El Hakim
What would tell some movie from 1957 to a today's viewer? You'd be surprised, it still has a lot to say.
The destiny of a very smart boy from a poor family in a poor country. Normally it should become a failure from the very beginning. The name of a story written by the Romanian author Ioan Alexandru Brătescu-Voinești comes to my mind (the story is Niculăiţă Minciună, let's say Nick the Liar or Nick the Lie). All the others, mediocre and jealous to preserve their mediocrity, will declare the smart boy just a liar, and his imagination, just a ridiculous manufacture of lies.
Only a few succeed to get further. After years of hard work and privations, they finish their studies and start professing in the specialty they love, be it medicine or engineering, science or teaching, or anything else.They have to face often the potential hostility of the environment, the corruption and abuses, the lack of understanding.
Sometimes the only reasonable solution remains to emigrate. Then it becomes possible to enjoy the deserved success. Only it's far away from your natural habitat, and nostalgia will start to work, painful memories, of your places, of your youth, of things you could have done and you haven't, focused as you were on your work. Memories will start to visit you, the memory of that girl who loved you, and you had been too shy, or too undecided, or simply too preoccupied with building your career.

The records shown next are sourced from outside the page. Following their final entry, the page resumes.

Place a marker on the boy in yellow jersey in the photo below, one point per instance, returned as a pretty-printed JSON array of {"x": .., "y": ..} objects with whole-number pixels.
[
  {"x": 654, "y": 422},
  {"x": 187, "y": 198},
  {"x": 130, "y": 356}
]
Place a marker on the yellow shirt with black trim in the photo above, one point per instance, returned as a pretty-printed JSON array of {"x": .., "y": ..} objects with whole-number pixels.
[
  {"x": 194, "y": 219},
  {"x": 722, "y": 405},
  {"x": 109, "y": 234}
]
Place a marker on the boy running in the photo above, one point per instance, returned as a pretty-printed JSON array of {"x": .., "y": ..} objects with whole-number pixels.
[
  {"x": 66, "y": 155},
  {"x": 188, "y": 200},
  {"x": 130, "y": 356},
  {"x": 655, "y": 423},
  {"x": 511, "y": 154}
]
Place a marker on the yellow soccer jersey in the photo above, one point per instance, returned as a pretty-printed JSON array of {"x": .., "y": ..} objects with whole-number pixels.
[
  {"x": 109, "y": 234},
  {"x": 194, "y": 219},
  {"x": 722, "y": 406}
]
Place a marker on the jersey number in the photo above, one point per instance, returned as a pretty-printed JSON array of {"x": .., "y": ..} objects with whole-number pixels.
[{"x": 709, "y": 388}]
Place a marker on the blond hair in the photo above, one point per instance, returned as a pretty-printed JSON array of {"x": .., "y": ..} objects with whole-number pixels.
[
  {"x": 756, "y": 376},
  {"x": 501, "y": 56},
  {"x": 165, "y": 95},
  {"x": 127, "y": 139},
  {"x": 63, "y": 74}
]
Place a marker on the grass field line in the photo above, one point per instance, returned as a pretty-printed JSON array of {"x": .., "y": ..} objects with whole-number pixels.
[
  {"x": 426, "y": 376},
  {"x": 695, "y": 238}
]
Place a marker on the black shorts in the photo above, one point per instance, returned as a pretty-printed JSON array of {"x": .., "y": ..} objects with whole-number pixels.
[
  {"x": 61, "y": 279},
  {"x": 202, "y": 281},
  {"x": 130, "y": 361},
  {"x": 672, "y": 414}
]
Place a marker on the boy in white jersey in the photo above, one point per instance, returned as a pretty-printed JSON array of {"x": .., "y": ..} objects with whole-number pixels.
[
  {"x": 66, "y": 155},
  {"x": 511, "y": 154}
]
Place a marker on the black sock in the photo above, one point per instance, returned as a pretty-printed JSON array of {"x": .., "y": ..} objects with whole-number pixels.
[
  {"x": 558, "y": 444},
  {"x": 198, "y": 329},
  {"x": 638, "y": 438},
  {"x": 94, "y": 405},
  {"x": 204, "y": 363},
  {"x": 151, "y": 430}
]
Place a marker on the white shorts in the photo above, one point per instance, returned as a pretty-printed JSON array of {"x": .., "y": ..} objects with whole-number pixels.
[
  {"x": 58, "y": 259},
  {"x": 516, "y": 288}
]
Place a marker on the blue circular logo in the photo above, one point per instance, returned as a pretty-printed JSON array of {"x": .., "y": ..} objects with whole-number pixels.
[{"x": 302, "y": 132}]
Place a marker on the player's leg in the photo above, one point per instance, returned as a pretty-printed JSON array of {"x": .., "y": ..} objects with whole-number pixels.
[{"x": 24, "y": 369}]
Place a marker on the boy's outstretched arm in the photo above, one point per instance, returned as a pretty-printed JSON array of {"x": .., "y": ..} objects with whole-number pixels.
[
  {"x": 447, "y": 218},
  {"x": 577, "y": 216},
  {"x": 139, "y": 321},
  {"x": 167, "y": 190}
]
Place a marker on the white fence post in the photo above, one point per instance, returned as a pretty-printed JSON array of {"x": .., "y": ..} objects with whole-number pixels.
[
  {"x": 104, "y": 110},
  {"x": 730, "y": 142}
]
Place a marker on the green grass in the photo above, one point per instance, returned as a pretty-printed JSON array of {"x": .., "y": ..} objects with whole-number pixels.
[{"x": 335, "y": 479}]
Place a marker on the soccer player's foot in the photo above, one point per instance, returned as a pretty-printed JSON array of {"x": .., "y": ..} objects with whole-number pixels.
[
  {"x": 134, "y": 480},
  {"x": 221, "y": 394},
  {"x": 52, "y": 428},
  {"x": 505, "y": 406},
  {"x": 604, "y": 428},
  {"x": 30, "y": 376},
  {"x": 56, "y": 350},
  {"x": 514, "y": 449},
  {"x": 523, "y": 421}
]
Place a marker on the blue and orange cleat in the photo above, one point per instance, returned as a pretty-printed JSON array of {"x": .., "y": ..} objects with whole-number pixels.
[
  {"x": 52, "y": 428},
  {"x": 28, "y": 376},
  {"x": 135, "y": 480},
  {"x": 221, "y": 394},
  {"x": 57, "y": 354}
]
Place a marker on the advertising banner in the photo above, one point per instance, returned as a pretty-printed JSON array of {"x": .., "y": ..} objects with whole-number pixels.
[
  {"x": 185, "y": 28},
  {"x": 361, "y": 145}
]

And you will realize what would have mattered most, and what is lost.
And you will start to dream of returning, to die peacefully in your country, or maybe to find there the time and serenity to write about all this.
That is what El Hakim tells us. A German movie from 1957.
The film is based on a novel (Dr. Ibrahim) from 1935 by John Knittel (a Swiss author born in India, who lived mostly in England and Switzerland, traveled intensely in the North African countries, and wrote all his books in English - then all of them were translated in German). Otto Wilhelm Fischer in the role of Dr. Ibrahim, the man struggling for all his life to get accomplished, meeting the long-sought success in London, and finally coming back to Egypt to find there his balance and become El Hakim - The Sage. Among many other roles, Fischer created also a beautiful Augustin Saint-Claire, in a German adaptation of Uncle Tom's Cabin (1965). In the role of his life love, lost in his young years and retrieved in the end, an actress of subtle talent and unforgettable beauty, Nadja Tiller.